Antibodies
Antibodies are immune-system proteins that recognize specific targets called antigens. They help the body mark, block, or remove microbes and toxins, and they are also central to vaccines, diagnostic tests, autoimmune disease, allergy, and many modern medicines.
What antibodies are
Antibodies are proteins made by the adaptive immune system. Each antibody has binding regions shaped to recognize a particular antigen, which may be part of a virus, bacterium, toxin, pollen grain, transplanted tissue, or even one of the body's own molecules. This specificity lets the immune system aim its response instead of reacting to everything in the same way.
How they are made
B cells are the immune cells that make antibodies. When a B cell recognizes an antigen and receives the right supporting signals, it can multiply and mature into plasma cells that secrete large amounts of antibody. Some activated B cells also become memory B cells, which can respond faster if the same antigen appears again.
Antigens and binding
An antigen is a substance that can be recognized by the immune system. Antibodies do not usually bind an entire microbe at once; they bind smaller exposed features called epitopes. A single pathogen may carry many epitopes, so an infection or vaccine can lead to a mixture of antibodies that recognize different parts of the same target.
What antibodies do
Antibodies can neutralize threats by blocking a virus, toxin, or microbe from attaching to cells. They can tag targets so other immune cells can engulf them. They can also help activate complement, a set of immune proteins that can damage microbes or increase inflammation. Their job is often less like destroying a target alone and more like directing the rest of the immune response.
Classes of antibodies
Human antibodies come in major classes, including IgG, IgA, IgM, IgE, and IgD. IgG is common in blood and tissues and is important for long-term protection. IgA helps protect mucosal surfaces such as the gut and airways.

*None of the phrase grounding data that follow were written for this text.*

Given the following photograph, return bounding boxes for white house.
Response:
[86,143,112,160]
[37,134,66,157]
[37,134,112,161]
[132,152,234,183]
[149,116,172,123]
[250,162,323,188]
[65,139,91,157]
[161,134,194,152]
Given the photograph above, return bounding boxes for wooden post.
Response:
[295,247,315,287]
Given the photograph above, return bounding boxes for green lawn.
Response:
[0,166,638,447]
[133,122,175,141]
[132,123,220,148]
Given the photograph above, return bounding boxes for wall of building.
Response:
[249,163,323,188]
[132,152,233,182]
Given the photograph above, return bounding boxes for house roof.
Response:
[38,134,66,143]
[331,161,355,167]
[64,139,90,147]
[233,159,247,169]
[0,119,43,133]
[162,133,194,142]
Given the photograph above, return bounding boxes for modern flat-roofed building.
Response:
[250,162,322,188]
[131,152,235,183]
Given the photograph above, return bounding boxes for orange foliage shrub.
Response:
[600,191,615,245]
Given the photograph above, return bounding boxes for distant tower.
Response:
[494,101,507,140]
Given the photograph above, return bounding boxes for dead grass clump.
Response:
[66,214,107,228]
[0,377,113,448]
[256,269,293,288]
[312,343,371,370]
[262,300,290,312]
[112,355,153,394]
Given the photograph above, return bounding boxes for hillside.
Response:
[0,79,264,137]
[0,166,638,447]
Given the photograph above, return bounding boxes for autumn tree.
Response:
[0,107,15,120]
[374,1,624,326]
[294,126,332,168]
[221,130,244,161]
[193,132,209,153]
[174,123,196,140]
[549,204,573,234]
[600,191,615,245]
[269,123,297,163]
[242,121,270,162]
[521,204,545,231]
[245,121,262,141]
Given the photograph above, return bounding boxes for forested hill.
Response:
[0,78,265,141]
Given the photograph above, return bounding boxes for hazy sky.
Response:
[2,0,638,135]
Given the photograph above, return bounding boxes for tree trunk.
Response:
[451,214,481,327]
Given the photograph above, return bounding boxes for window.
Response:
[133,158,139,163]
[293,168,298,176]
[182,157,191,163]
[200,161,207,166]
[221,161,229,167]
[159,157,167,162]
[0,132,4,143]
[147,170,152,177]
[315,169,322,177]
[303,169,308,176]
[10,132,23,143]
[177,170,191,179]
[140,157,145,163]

IgM often appears early in an immune response. IgE is involved in allergy and defense against some parasites. IgD is mostly found on certain B cells.
Vaccines, infection, and tests
Vaccines train the immune system by presenting antigens in a controlled way, often leading to antibody production along with other immune responses. Antibody or serology tests look for antibodies in blood to help show whether a person has responded to an infection, vaccine, or autoimmune trigger. A positive antibody test has to be interpreted in context because not every antibody means current infection or complete protection.
Monoclonal antibodies
Monoclonal antibodies are laboratory-made antibodies designed to bind one chosen target. They can be used as medicines, diagnostic tools, or research reagents. Some monoclonal antibody drugs block inflammatory signals, mark cancer cells, replace missing immune protection, or carry drugs or radioactive material to a target. Their precision is useful, but it also means the target must be chosen carefully.
When antibodies cause problems
Antibodies protect the body, but misplaced antibody responses can contribute to disease. Autoantibodies bind the body's own tissues and can be involved in autoimmune conditions. IgE antibodies can drive allergic reactions. Antibodies can also matter in blood transfusion compatibility, pregnancy-related immune reactions, and transplant rejection. The same specificity that makes antibodies useful can become harmful when the target is wrong.
Why it matters
Antibodies matter because they make immune memory visible and measurable. They help explain why some infections are cleared, why vaccines can protect, why allergies happen, why some autoimmune diseases are hard to control, and why targeted biologic medicines have become so important. Understanding antibodies gives readers a bridge between molecular biology, public health, diagnostics, and treatment.